Чтение онлайн

ЖАНРЫ

Смерть лошадки
Шрифт:

— Завтра я уезжаю в Париж.

За мой пансион было заплачено до конца месяца. Я мог бы потребовать половину денег, и уверен, мадам Полэн не отказала бы мне. Но мелкие подачки влекут за собой крупные. Уеду без гроша.

— Подумайте хорошенько, — сказала вдова, нервно перебирая свое янтарное ожерелье.

Все было уже обдумано. Я заперся в своей комнате и в мгновение ока уложил чемодан. Вещей было немного, и в чемодане осталось пустое место. Ну и пусть! Самое ужасное, что я ничего не увозил с собой на память о «ней», если не считать бумажника из шагреневой кожи, но в нем нет ни фотографии, ни письма. Когда кожа перестанет певуче скрипеть под пальцами, что останется от этого очаровательного детского приключения, которое открыло мне совсем новый мир? Открывшийся, но тут же закрывшийся мир. У меня перехватило дыхание… Ну и ладно! Я уже начал было ее любить, эту малютку. Я мог сказать это не стыдясь, поскольку моя печаль была более живописна, чем мои любовные утехи. Я начинал любить

ее, и моя мать догадалась об этом раньше меня. Ее поступок выдал ее, окончательно определил ее сущность. Больше всего она боялась вовсе не Мику, а того, что я могу быть счастлив. Она принудила меня учиться на юридическом факультете, потому что не может преуспеть человек в деле, навязанном ему против воли. Она устроила эту сцену у Ладуров, имея перед собой двоякую цель. Одну главную: «добиться» моего непослушания, извлечь из него решающий аргумент, чтобы удалить меня из семьи, сделать мое учение чрезвычайно затруднительным, а мое будущее неверным. Вторая цель, побочная: нанести мне удар в ту потаенную область чувств, куда ей, несчастной, не было доступа!

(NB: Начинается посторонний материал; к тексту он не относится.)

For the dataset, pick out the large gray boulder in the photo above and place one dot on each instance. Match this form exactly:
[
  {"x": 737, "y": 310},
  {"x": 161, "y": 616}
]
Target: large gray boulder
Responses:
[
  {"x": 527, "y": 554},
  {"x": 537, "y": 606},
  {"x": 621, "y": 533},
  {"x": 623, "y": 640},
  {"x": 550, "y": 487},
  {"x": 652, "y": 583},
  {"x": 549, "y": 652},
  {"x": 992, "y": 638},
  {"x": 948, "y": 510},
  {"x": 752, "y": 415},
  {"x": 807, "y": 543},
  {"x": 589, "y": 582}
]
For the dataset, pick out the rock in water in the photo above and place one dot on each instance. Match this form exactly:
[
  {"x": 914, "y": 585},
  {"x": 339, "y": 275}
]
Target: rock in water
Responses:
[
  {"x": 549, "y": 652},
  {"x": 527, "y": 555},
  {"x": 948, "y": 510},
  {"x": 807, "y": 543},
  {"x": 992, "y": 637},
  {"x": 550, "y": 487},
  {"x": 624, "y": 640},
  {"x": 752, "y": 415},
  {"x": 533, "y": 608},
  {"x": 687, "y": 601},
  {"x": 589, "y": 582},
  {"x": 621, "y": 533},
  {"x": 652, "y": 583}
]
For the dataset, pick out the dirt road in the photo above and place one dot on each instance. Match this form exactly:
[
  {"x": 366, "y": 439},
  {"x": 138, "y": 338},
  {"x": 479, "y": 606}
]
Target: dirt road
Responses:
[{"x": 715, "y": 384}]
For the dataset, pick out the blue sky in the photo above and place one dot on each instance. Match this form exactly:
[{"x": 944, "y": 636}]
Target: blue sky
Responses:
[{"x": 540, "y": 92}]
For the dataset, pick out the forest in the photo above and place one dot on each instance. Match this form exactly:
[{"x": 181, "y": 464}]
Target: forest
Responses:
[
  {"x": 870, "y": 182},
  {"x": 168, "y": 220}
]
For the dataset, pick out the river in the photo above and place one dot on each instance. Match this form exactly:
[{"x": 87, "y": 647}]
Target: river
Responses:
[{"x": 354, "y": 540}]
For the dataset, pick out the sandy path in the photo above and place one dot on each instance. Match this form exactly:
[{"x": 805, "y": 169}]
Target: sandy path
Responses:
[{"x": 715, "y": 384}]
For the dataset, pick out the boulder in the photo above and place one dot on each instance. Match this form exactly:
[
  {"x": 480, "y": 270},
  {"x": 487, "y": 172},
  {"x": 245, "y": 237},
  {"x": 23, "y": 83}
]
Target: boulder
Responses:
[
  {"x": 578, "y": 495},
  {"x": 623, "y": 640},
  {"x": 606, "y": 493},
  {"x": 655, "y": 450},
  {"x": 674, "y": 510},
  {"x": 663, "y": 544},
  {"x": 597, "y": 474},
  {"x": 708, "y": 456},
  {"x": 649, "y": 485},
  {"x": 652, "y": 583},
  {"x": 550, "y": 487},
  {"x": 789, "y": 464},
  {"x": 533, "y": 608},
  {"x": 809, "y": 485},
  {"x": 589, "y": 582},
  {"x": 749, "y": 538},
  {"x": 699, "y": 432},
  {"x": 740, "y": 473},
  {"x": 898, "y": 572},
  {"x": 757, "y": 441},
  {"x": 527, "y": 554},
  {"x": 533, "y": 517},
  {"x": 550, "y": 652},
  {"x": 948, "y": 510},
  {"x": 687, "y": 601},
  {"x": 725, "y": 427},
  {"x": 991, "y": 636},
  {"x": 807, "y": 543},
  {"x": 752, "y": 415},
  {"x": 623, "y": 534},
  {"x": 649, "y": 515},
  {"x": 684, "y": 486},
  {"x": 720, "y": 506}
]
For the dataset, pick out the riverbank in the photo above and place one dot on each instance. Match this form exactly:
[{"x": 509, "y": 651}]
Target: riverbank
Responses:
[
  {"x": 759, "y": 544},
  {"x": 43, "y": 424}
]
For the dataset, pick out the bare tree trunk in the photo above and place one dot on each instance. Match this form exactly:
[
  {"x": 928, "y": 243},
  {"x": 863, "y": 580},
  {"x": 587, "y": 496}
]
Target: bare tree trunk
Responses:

Несчастной? Странное озарение! Подобный сатанизм мог быть порожден лишь ужасом или страданием. Еще недавно я считал, что спустился в самые глубинные недра ненависти, а дело было в ином — так начиналось мое презрение. Психимора — воительница стала старухой, искушенной и мерзкой паучихой. Она сошла с пьедестала, на который вознесло ее мое злобное преклонение. Знамение времени, благотворное действие «грошового флирта» сейчас мне казалось не так важно побороть ее, как обезвредить.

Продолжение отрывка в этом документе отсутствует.